Песня называлась «Разведка боем»: разведчик набирает группу в разведку, и ему не нравится малый из второго батальона, но потом оказывается, что паренек, которого он не совсем знает, «очень хорошо себя ведет». Бабушка все слышала, делая вид, что занята, а после слов:
С кем обратно идти, где Борисов, где Леонов?
И парнишка затих из второго батальона, —
вытерла глаза и быстро вышла из комнаты.
Митя сам что-то сипел под «восьмерку» и досипелся до своей самодельной песенки, которую спел по телефону подружке. Трубка лежала перед гитарой, и он не знал, что на кухне бабушка сняла вторую. В песне он кого-то догонял, то ли девушку, то ли осень, то ли обеих в одном лице, и причем ночью и на очень мощной машине. После слов:
И снежинки, пьяные от света,
Насмерть разбивались о стекло, —
вошла бабушка с блестящими глазами, сказав что-то хриплое, а он покраснел как рак и выбежал на улицу.

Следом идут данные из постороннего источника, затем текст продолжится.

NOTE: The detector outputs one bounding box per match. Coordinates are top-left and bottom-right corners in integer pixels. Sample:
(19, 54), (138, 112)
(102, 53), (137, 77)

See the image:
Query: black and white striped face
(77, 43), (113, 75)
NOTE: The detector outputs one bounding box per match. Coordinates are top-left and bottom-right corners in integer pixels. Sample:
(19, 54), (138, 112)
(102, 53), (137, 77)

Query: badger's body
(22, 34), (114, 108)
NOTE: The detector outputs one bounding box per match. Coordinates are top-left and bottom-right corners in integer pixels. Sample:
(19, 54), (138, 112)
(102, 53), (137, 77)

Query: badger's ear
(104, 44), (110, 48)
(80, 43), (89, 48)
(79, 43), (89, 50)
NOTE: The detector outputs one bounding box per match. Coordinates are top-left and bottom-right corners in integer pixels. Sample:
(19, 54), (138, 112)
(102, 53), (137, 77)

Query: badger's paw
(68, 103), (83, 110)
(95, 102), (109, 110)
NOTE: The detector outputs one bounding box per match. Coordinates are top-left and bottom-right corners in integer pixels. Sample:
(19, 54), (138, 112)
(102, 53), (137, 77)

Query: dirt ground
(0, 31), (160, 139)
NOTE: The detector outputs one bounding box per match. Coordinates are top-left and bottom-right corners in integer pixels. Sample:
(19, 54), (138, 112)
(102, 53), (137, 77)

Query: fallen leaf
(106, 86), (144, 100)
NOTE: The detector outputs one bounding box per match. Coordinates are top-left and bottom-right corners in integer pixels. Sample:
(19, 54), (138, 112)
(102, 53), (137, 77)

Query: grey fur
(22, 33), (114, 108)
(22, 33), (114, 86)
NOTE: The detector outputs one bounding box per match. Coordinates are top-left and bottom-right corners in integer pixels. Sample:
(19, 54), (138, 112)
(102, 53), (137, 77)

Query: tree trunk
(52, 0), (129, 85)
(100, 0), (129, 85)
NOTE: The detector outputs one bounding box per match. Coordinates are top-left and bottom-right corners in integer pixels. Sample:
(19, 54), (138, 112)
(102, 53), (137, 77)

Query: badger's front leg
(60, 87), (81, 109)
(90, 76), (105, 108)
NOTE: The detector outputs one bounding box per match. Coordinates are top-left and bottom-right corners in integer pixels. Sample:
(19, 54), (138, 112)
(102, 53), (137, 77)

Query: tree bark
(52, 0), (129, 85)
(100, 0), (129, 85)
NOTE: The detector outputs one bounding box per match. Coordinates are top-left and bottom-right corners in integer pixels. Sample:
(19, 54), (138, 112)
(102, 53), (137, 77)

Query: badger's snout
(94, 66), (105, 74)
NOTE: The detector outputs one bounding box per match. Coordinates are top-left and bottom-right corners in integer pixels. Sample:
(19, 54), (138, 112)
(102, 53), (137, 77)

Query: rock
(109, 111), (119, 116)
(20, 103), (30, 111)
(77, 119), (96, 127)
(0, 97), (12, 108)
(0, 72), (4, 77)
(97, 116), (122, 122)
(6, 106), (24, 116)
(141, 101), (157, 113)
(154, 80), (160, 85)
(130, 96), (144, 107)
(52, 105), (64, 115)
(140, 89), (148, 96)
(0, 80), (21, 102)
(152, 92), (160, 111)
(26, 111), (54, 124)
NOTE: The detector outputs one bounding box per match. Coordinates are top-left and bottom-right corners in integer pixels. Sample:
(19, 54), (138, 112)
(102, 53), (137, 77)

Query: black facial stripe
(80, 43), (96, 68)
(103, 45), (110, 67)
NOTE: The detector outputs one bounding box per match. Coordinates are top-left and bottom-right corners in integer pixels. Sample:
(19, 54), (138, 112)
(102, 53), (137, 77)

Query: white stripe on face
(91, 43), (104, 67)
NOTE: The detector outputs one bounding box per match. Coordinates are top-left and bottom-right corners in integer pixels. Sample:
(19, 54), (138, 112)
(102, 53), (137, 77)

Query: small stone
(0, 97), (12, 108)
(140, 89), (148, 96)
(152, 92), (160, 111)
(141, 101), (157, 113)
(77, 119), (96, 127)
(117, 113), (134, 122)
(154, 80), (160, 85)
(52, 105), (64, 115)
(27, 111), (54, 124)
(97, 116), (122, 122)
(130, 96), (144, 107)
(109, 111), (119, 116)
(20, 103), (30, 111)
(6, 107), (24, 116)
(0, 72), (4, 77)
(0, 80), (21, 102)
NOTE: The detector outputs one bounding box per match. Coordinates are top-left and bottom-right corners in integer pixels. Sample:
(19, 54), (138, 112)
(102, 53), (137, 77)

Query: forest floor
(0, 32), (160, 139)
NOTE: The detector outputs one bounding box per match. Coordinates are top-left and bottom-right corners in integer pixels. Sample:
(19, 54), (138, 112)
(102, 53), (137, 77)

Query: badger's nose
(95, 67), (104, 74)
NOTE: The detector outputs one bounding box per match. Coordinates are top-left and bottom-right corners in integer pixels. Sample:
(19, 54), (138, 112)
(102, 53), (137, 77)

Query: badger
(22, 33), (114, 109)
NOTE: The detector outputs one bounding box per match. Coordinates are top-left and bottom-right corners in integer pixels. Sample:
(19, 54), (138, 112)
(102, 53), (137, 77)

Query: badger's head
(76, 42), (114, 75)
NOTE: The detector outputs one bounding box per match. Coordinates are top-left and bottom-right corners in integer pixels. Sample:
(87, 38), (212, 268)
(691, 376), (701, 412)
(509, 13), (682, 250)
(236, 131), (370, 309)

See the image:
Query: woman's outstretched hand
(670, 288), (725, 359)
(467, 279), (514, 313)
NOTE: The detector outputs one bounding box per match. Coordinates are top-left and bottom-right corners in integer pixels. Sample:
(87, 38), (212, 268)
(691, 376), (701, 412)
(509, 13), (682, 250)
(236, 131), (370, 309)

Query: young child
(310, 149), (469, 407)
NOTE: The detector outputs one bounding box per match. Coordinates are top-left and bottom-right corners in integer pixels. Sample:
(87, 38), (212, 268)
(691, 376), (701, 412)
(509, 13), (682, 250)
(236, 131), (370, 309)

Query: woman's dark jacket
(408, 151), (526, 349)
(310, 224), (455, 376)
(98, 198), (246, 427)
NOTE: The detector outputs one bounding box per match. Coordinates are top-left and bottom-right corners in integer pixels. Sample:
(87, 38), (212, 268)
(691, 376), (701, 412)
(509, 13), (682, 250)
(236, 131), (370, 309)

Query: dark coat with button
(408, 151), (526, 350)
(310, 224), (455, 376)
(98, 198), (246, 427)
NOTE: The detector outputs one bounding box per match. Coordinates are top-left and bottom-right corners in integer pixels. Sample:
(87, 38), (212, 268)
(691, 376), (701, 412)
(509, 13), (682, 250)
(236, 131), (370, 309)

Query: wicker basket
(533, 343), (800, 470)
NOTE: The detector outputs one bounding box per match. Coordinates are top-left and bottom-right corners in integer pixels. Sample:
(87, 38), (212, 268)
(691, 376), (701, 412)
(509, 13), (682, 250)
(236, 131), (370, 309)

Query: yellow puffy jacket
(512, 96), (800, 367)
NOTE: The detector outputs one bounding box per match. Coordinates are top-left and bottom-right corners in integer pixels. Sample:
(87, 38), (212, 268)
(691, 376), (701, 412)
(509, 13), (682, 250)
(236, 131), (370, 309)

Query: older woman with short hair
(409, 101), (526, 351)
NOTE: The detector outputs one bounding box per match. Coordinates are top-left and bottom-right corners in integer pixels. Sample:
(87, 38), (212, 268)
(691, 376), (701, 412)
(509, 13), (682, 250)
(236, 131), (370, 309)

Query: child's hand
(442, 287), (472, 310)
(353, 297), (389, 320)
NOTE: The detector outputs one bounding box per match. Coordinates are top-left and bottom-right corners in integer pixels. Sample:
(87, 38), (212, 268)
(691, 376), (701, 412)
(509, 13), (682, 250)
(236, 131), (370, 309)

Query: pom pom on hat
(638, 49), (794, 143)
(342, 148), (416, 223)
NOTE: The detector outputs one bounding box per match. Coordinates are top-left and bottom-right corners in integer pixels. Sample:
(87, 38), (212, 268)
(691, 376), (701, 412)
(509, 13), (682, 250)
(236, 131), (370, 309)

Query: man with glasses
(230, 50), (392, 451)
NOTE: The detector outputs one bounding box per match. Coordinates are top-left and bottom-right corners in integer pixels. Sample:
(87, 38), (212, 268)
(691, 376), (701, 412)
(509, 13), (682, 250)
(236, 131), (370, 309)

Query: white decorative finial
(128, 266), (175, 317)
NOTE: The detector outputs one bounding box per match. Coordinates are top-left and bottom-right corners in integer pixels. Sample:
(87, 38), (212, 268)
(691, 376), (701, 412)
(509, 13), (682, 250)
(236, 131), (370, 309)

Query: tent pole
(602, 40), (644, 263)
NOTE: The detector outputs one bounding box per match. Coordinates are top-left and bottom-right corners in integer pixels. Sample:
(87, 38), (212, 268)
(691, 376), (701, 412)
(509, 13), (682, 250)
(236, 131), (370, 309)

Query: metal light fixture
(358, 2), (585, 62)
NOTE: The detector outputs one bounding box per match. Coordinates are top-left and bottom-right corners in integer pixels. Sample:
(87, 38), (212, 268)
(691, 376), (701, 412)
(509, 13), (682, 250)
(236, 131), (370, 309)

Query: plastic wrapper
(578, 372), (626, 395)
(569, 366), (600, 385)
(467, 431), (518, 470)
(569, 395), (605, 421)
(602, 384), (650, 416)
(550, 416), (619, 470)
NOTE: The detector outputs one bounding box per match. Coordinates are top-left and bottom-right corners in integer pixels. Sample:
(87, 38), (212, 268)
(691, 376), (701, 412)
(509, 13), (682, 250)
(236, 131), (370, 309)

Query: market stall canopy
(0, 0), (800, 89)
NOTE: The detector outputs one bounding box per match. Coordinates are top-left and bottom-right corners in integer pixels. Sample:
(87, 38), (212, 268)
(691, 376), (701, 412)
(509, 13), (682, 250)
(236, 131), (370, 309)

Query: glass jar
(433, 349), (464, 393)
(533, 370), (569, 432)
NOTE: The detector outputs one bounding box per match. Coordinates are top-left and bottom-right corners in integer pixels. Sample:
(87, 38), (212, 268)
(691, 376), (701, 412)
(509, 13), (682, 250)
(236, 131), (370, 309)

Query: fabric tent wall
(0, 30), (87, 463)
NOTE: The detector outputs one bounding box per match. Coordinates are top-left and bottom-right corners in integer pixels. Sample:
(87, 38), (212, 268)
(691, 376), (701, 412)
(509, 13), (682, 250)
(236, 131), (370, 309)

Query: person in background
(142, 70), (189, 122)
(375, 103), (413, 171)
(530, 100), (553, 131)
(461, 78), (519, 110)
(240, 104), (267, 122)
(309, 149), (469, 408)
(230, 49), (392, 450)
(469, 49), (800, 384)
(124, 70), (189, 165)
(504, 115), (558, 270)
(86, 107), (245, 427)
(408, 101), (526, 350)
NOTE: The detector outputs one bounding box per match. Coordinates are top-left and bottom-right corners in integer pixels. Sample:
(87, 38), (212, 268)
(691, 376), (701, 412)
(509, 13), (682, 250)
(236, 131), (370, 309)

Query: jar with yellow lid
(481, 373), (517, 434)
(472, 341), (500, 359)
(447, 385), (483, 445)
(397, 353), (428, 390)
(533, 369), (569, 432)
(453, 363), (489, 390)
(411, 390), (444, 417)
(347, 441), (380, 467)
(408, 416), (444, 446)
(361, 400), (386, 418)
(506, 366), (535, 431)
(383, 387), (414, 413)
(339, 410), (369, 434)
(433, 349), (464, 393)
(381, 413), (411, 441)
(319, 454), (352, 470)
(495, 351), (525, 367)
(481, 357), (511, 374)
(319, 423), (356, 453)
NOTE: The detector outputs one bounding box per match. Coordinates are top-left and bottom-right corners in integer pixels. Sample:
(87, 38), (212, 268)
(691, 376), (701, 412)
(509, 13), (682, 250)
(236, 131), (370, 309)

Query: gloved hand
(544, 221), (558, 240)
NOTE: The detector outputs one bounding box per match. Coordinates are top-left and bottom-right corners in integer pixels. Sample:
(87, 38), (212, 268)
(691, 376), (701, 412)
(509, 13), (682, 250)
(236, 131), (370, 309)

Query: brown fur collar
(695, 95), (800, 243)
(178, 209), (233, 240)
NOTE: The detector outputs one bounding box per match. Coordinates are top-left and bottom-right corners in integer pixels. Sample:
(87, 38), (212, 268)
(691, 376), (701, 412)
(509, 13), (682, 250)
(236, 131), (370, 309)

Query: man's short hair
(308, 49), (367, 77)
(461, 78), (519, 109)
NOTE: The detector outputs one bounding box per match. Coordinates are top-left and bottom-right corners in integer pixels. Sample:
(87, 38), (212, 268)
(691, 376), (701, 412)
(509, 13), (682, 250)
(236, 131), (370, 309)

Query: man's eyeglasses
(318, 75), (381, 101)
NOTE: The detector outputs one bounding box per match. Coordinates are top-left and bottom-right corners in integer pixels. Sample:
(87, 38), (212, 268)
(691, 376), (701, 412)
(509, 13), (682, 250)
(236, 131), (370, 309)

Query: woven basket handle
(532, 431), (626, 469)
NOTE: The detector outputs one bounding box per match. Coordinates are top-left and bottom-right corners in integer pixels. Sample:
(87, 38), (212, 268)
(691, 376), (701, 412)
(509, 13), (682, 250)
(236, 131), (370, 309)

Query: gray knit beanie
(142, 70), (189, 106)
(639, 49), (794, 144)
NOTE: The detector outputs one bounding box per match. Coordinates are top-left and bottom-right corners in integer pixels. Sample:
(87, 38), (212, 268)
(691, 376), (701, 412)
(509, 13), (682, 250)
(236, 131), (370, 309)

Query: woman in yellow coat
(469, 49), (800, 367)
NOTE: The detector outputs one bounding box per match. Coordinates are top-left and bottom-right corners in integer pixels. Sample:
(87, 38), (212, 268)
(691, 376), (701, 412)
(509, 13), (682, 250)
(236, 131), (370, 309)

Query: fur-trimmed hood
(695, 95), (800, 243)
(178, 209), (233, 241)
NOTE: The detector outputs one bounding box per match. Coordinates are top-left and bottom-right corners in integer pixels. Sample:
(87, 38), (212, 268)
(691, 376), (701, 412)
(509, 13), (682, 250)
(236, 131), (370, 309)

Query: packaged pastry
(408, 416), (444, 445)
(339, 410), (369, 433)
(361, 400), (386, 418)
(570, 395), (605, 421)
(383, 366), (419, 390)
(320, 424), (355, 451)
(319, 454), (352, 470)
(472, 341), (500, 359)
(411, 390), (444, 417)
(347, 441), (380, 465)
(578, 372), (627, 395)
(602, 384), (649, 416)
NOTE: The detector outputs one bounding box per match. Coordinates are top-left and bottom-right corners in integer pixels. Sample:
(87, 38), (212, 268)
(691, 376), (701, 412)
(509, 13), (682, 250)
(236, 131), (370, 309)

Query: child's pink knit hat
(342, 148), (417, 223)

Осенью Митя крепко нарезался со старшими товарищами-студентами. Пили в стекляшке пиво, сухое и портвейн в скверике, не жрали, с кем-то корешились, а потом компания рассосалась, и он поплелся домой. Еле дойдя, буянил, а едва залег, его затошнило. Тамара Сергеевна и Вера Ивановна, с которой он спал в одной комнате, носили таз. Упреждая упреки, орал что-то безобразное и косноязычное. Потом рухнул. А однажды утром бабушку разбило. Попойка и бабушкин паралич были главными событиями той поры, и то ли памяти не за что было между ними зацепиться, то ли жизнь слишком неслась, но время между пьянкой и бабушкиным инсультом сжалось в одну ночь и навсегда запомнилось, впечаталось, что вот вечером он буянил, а утром бабушка уже лежала парализованная его скотскими криками и рвотой. Вся его трепетная отдельность, нежелание тревожить близких переживаниями — все рассыпалось, разлетелось по комнате брызгами рвоты, которые ранним утром он счищал с лака своей гитары, а бабушка лежала рядом, виновато улыбаясь половиной лица. Через год она умерла. А через пару лет Евгений Михайлович уехал в Ливерпуль, где у него образовался контракт с британским телевидением.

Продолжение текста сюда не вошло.